Durch verstärkte Fußstreifen, die die Arbeit der privaten Sicherheitsdienste ergänzten, zeigte die Polizei sichtbare Präsenz – ein Umstand, der von Besucherinnen und Besuchern durchweg positiv aufgenommen wurde. Die Zusammenarbeit mit dem Veranstalter und weiteren Akteuren gestaltete sich eng und professionell.

Trotz des insgesamt ruhigen Verlaufs kam es im Zeitraum von Donnerstag, dem 24. Juli, bis Sonntag, dem 27. Juli 2025, zu einzelnen polizeilichen Einsätzen:

Körperverletzungen: Insgesamt wurden sechs Fälle registriert, bei denen es sich überwiegend um wechselseitige, leichte Auseinandersetzungen zwischen Gruppen verschiedener Alters- und Herkunftsgruppen handelte.

Waffenverstöße: In zwei Fällen stellte die Polizei bei Kontrollen ein Einhandmesser sowie einen Teleskopschlagstock sicher. Gegen die betreffenden Männer wurden Ermittlungsverfahren eingeleitet.

Verstoß gegen das Jugendarbeitsschutzgesetz: Ein neunjähriges Kind betrieb eigenständig einen Marktstand, während sich seine Eltern an einem anderen Stand aufhielten. Dies stellt einen Verstoß gegen geltende Schutzvorschriften dar.

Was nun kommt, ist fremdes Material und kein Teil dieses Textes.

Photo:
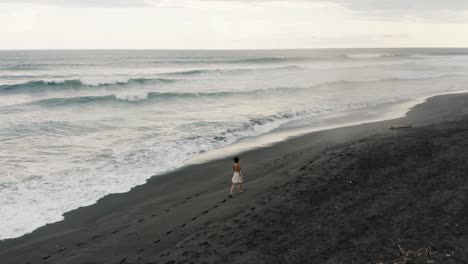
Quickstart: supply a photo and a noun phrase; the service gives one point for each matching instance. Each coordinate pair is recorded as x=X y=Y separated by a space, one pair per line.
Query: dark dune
x=361 y=194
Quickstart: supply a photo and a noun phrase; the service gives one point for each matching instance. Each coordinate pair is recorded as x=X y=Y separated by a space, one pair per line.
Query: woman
x=237 y=177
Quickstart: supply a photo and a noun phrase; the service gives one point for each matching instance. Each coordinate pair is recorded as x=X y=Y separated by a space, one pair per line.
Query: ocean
x=78 y=125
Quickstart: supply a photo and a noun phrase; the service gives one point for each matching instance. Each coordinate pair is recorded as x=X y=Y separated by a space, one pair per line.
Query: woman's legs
x=232 y=188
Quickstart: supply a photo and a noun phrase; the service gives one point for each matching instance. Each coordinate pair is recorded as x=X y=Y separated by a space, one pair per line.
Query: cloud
x=99 y=3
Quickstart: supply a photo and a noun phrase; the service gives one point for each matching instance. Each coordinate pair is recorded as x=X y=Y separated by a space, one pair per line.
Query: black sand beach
x=361 y=194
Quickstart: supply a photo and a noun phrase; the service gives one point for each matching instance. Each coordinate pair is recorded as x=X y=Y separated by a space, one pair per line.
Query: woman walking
x=237 y=178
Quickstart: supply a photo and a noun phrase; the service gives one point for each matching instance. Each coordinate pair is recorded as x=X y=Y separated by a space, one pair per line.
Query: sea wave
x=228 y=71
x=41 y=85
x=142 y=96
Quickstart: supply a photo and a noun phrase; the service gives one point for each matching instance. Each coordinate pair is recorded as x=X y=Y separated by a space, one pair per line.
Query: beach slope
x=361 y=194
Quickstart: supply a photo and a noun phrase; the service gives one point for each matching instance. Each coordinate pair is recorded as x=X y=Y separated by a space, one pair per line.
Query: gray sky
x=232 y=24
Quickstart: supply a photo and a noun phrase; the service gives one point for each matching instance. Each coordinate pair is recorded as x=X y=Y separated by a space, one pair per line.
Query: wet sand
x=360 y=194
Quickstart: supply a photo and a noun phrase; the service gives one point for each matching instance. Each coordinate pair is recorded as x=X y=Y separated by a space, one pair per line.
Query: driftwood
x=400 y=127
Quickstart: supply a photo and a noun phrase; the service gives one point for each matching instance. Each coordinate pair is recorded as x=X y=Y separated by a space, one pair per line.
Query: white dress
x=237 y=177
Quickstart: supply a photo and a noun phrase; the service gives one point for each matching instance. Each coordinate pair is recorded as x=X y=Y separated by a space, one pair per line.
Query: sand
x=360 y=194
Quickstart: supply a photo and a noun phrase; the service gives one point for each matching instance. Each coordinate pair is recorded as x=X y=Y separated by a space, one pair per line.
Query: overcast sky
x=231 y=24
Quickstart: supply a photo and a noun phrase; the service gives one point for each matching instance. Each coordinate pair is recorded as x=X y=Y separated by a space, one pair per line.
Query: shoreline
x=164 y=195
x=387 y=111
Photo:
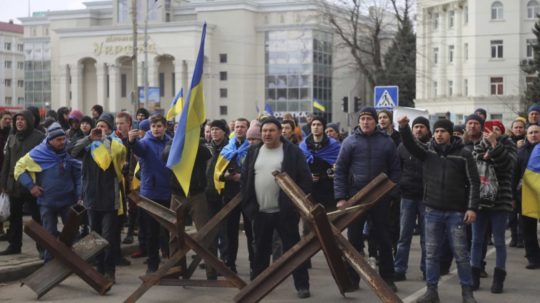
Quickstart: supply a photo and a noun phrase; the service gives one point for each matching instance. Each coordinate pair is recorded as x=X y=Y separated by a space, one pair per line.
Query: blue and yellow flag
x=186 y=138
x=318 y=105
x=176 y=105
x=530 y=188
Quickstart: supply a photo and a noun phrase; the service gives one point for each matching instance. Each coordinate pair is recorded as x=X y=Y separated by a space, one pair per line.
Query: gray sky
x=13 y=9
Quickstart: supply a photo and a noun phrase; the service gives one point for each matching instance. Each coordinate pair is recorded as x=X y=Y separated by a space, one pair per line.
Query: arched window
x=496 y=11
x=533 y=9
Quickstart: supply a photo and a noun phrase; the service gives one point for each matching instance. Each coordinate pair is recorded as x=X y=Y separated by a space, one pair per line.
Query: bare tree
x=365 y=29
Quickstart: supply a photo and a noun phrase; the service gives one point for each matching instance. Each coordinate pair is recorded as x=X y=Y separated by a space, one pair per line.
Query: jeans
x=437 y=222
x=105 y=223
x=49 y=221
x=410 y=209
x=498 y=228
x=286 y=226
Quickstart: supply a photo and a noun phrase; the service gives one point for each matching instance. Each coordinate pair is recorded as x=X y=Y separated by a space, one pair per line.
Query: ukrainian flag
x=175 y=108
x=186 y=138
x=530 y=188
x=319 y=106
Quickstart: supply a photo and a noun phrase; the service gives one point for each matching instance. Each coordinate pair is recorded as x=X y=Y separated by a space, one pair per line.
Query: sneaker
x=399 y=276
x=303 y=293
x=138 y=254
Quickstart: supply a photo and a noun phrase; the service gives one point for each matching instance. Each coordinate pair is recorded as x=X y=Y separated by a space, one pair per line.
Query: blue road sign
x=386 y=97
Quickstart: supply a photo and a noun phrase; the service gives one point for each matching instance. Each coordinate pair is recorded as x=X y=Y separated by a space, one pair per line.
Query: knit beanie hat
x=107 y=118
x=54 y=131
x=368 y=110
x=476 y=118
x=444 y=123
x=88 y=120
x=75 y=115
x=220 y=124
x=254 y=130
x=421 y=120
x=534 y=108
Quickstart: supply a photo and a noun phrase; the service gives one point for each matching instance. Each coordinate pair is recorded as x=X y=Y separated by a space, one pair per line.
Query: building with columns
x=470 y=55
x=11 y=64
x=280 y=52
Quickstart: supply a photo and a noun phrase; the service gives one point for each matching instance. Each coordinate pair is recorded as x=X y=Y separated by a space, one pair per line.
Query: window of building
x=497 y=86
x=123 y=85
x=530 y=48
x=223 y=76
x=223 y=93
x=533 y=9
x=496 y=49
x=496 y=11
x=161 y=84
x=223 y=110
x=222 y=58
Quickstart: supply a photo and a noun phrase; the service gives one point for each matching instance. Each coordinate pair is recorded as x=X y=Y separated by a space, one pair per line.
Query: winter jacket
x=61 y=183
x=362 y=158
x=411 y=182
x=198 y=175
x=523 y=155
x=503 y=159
x=17 y=145
x=156 y=177
x=100 y=188
x=294 y=164
x=451 y=181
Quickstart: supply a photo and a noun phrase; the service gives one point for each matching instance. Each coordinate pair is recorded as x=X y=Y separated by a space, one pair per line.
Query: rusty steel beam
x=309 y=245
x=168 y=219
x=63 y=253
x=54 y=272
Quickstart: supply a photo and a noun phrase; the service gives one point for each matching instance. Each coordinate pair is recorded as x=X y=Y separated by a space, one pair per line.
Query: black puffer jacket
x=17 y=145
x=503 y=158
x=294 y=164
x=451 y=181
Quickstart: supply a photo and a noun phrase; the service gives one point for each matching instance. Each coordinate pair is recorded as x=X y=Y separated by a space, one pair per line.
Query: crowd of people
x=459 y=187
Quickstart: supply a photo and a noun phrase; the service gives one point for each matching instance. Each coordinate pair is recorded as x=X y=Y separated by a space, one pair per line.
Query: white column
x=64 y=85
x=114 y=88
x=101 y=77
x=77 y=72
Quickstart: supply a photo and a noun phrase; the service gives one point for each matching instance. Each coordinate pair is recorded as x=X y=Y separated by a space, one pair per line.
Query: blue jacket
x=361 y=159
x=61 y=184
x=155 y=176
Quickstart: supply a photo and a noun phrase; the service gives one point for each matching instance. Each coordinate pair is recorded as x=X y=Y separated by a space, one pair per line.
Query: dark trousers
x=286 y=226
x=232 y=226
x=530 y=239
x=15 y=219
x=155 y=235
x=105 y=223
x=379 y=230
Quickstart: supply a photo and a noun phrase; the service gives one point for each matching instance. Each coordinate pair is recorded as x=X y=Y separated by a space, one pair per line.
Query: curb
x=20 y=271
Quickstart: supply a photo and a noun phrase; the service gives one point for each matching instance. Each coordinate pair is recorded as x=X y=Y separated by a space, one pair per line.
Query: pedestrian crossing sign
x=386 y=97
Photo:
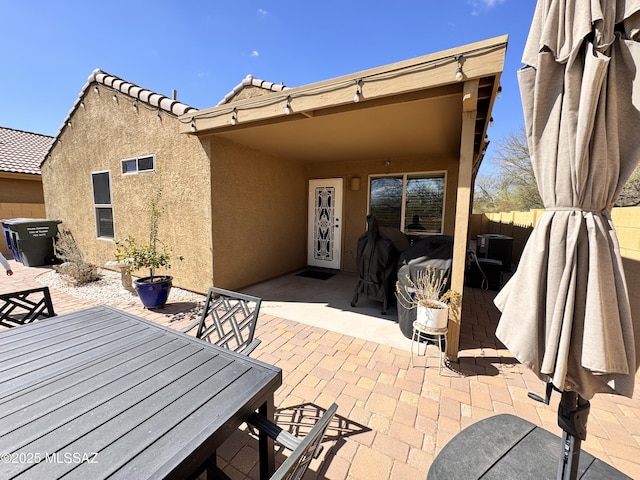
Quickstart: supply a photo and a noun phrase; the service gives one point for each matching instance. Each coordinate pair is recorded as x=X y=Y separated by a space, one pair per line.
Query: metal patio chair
x=229 y=320
x=303 y=449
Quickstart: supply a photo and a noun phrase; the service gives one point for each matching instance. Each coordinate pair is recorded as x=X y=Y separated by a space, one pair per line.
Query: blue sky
x=205 y=48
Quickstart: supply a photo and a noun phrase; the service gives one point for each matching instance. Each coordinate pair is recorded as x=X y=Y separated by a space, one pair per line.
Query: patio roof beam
x=481 y=59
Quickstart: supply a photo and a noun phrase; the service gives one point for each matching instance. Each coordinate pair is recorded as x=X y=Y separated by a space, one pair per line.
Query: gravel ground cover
x=109 y=290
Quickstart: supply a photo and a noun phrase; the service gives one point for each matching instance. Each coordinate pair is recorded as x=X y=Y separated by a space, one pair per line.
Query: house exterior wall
x=259 y=215
x=103 y=133
x=17 y=190
x=356 y=202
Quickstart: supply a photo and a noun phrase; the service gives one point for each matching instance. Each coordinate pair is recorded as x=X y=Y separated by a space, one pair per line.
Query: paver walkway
x=393 y=418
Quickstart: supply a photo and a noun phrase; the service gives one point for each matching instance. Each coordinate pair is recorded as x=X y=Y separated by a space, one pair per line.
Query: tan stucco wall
x=355 y=202
x=16 y=190
x=102 y=134
x=259 y=219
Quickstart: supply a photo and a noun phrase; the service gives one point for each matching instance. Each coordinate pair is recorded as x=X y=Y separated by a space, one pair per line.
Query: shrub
x=74 y=268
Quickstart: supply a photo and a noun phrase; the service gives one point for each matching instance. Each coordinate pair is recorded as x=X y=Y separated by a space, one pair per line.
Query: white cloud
x=491 y=3
x=478 y=5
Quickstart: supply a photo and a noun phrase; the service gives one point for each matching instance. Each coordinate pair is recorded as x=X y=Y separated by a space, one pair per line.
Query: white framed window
x=139 y=164
x=102 y=204
x=410 y=202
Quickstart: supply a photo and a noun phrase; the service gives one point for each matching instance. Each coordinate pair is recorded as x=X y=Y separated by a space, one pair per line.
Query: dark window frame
x=102 y=205
x=135 y=164
x=402 y=207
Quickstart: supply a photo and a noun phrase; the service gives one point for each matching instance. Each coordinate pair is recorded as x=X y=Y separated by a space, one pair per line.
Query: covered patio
x=392 y=419
x=419 y=122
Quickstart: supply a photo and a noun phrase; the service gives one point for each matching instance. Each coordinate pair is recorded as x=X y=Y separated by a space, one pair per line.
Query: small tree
x=513 y=186
x=153 y=255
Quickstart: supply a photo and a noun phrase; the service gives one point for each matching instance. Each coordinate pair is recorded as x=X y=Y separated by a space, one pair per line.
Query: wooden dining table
x=101 y=393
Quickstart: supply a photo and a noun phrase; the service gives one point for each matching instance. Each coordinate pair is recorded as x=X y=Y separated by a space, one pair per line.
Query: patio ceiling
x=408 y=108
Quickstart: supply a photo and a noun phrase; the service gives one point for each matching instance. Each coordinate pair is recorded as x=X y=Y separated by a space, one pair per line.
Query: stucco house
x=21 y=193
x=273 y=179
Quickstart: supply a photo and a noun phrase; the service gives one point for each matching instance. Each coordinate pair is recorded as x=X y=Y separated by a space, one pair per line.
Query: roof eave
x=478 y=60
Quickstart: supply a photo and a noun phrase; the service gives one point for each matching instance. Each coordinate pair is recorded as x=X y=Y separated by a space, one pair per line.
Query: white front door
x=325 y=219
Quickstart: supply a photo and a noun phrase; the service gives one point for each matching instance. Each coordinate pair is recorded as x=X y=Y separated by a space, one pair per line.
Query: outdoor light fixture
x=356 y=96
x=287 y=107
x=459 y=75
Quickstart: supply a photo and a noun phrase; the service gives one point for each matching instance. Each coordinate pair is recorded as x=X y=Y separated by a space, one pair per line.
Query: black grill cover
x=377 y=258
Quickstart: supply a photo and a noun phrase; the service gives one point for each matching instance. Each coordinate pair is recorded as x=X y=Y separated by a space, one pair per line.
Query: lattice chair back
x=229 y=320
x=303 y=450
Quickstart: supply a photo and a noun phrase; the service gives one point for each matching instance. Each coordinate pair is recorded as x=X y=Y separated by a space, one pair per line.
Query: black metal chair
x=303 y=449
x=25 y=306
x=229 y=320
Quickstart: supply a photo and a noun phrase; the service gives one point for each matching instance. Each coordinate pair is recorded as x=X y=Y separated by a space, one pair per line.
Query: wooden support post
x=463 y=207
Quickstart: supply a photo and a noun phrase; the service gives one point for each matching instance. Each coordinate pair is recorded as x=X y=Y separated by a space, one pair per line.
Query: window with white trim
x=412 y=203
x=102 y=204
x=139 y=164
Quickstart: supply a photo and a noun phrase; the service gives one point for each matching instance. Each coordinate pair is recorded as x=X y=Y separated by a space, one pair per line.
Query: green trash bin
x=33 y=239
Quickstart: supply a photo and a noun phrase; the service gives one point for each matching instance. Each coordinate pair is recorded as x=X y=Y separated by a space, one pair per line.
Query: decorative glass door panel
x=325 y=213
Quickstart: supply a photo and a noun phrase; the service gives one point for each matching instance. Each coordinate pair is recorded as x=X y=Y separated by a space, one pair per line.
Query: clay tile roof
x=22 y=152
x=250 y=81
x=156 y=100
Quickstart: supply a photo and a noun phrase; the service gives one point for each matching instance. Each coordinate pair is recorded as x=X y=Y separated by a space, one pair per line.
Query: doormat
x=315 y=274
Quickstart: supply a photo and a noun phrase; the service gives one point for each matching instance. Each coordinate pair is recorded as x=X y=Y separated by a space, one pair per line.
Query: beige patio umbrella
x=565 y=312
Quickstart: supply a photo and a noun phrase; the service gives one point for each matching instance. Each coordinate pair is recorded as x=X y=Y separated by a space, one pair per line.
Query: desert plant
x=427 y=290
x=152 y=255
x=74 y=267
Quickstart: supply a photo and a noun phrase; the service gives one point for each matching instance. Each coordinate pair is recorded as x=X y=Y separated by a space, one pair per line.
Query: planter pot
x=433 y=317
x=153 y=294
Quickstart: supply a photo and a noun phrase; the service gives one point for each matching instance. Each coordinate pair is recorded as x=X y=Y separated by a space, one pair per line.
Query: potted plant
x=428 y=295
x=153 y=290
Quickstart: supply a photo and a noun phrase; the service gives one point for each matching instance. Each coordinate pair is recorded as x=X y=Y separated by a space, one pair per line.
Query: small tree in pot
x=154 y=289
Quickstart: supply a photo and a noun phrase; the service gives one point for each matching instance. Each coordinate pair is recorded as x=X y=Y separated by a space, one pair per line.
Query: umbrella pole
x=573 y=412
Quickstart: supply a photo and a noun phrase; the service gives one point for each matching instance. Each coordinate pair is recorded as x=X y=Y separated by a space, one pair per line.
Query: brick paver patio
x=393 y=418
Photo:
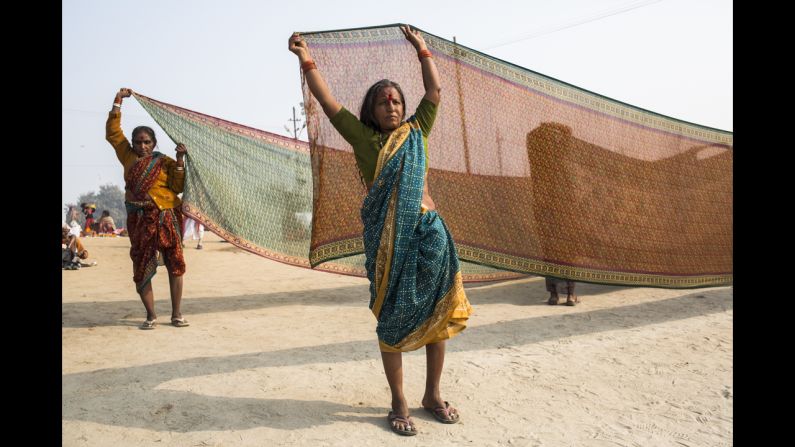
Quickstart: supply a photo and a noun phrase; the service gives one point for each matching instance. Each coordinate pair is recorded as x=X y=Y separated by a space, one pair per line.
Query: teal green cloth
x=424 y=261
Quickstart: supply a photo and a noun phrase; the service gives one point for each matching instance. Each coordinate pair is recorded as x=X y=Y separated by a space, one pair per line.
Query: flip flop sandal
x=444 y=414
x=409 y=430
x=179 y=322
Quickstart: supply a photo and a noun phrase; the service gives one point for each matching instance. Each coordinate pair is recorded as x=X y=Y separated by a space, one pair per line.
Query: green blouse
x=367 y=142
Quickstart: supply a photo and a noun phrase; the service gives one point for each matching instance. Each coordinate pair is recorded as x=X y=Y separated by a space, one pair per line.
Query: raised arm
x=317 y=85
x=430 y=76
x=123 y=93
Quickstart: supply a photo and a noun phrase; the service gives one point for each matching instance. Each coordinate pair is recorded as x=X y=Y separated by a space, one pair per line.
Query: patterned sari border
x=280 y=141
x=530 y=79
x=582 y=274
x=448 y=319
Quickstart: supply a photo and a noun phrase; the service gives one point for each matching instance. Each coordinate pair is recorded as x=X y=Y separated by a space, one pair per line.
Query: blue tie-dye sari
x=416 y=291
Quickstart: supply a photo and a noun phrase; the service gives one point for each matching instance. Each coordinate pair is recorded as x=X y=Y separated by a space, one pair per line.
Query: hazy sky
x=229 y=58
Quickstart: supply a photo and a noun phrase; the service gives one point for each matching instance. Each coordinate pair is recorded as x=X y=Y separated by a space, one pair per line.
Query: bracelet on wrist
x=308 y=66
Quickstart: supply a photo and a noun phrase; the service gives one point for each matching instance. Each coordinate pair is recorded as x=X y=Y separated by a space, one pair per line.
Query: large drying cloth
x=531 y=174
x=254 y=189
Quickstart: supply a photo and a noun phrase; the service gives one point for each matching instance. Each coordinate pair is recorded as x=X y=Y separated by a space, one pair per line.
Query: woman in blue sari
x=416 y=293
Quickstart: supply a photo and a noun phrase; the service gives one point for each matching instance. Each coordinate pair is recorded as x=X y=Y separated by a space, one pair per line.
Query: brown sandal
x=409 y=430
x=446 y=414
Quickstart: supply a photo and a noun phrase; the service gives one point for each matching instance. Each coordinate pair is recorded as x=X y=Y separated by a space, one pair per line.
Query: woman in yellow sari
x=416 y=291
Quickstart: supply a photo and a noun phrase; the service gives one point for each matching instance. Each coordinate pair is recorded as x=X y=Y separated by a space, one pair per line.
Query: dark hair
x=146 y=129
x=366 y=115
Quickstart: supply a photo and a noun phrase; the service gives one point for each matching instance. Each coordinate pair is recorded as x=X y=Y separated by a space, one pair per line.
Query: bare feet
x=572 y=300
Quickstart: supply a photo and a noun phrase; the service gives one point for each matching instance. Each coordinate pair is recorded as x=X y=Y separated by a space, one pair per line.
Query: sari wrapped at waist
x=416 y=291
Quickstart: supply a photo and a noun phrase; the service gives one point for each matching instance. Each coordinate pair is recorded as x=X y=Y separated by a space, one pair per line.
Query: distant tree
x=110 y=197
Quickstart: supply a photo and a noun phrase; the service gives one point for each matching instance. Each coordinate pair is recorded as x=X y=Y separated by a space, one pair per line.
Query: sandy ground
x=279 y=355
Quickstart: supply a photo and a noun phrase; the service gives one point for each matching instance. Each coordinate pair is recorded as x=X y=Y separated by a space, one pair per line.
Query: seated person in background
x=106 y=224
x=72 y=249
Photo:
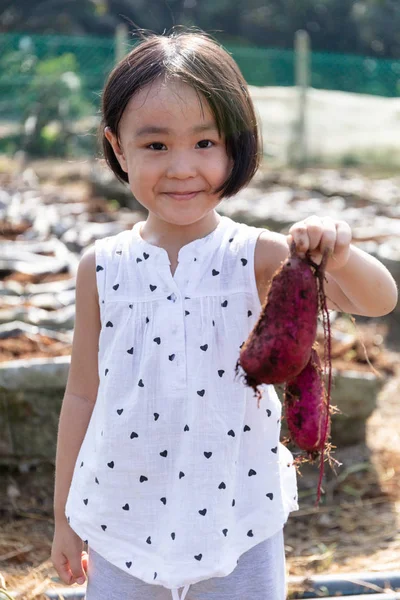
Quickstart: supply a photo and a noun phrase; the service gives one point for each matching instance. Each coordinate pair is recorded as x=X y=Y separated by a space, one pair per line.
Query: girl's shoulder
x=270 y=251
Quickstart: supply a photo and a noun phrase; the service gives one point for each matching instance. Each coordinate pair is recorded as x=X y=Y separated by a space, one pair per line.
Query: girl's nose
x=181 y=166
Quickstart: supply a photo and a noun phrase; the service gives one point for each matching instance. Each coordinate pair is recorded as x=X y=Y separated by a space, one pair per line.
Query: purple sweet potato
x=306 y=407
x=279 y=346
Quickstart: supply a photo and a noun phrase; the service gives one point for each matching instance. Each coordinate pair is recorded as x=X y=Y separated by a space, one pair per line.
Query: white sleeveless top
x=179 y=472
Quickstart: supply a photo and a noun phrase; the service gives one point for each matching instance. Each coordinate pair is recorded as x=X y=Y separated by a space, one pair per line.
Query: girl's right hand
x=67 y=555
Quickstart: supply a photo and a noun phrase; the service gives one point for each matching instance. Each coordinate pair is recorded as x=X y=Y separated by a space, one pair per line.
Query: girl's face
x=172 y=152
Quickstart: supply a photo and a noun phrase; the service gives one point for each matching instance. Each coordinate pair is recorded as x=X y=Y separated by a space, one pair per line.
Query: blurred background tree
x=369 y=27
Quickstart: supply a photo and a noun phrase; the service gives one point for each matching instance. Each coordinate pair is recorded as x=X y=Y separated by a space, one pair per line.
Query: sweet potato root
x=306 y=407
x=279 y=346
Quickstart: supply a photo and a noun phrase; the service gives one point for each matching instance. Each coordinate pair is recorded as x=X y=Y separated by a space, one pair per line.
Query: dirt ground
x=355 y=528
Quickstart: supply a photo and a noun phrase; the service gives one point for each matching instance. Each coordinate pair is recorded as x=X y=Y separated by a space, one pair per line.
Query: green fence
x=93 y=57
x=50 y=78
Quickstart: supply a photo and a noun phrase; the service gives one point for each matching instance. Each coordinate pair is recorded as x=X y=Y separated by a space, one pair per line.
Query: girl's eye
x=205 y=144
x=156 y=146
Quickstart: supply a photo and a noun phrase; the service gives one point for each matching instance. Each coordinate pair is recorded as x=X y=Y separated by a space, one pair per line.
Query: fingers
x=71 y=570
x=315 y=233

Platzverweis missachtet: Ein 40-jähriger russischer Staatsbürger störte am Samstagabend (26. Juli) gegen 22:30 Uhr den Veranstaltungsablauf und erhielt daraufhin einen Platzverweis. Da er diesem nicht nachkam und erneut das Gelände betrat, wurde er in Gewahrsam genommen.

Einbruchdiebstahl: In der Nacht zum Sonntag (27. Juli) drangen bislang unbekannte Täter zwischen 01:00 und 09:30 Uhr in ein Verkaufszelt in der Knieperstraße ein und entwendeten Kinderspielzeug im Wert von etwa 350 Euro.

Weitere Vorfälle: Die Polizei registrierte zudem zwei Beleidigungen, eine Bedrohung sowie eine Sachbeschädigung.

Die Polizei Stralsund blickt auf ein gelungenes historisches Spektakel zurück. Die hohe Präsenz der Sicherheitskräfte sowie die enge Zusammenarbeit aller Beteiligten trugen maßgeblich zu einem sicheren und weitgehend störungsfreien Verlauf der Wallensteintage 2025 bei.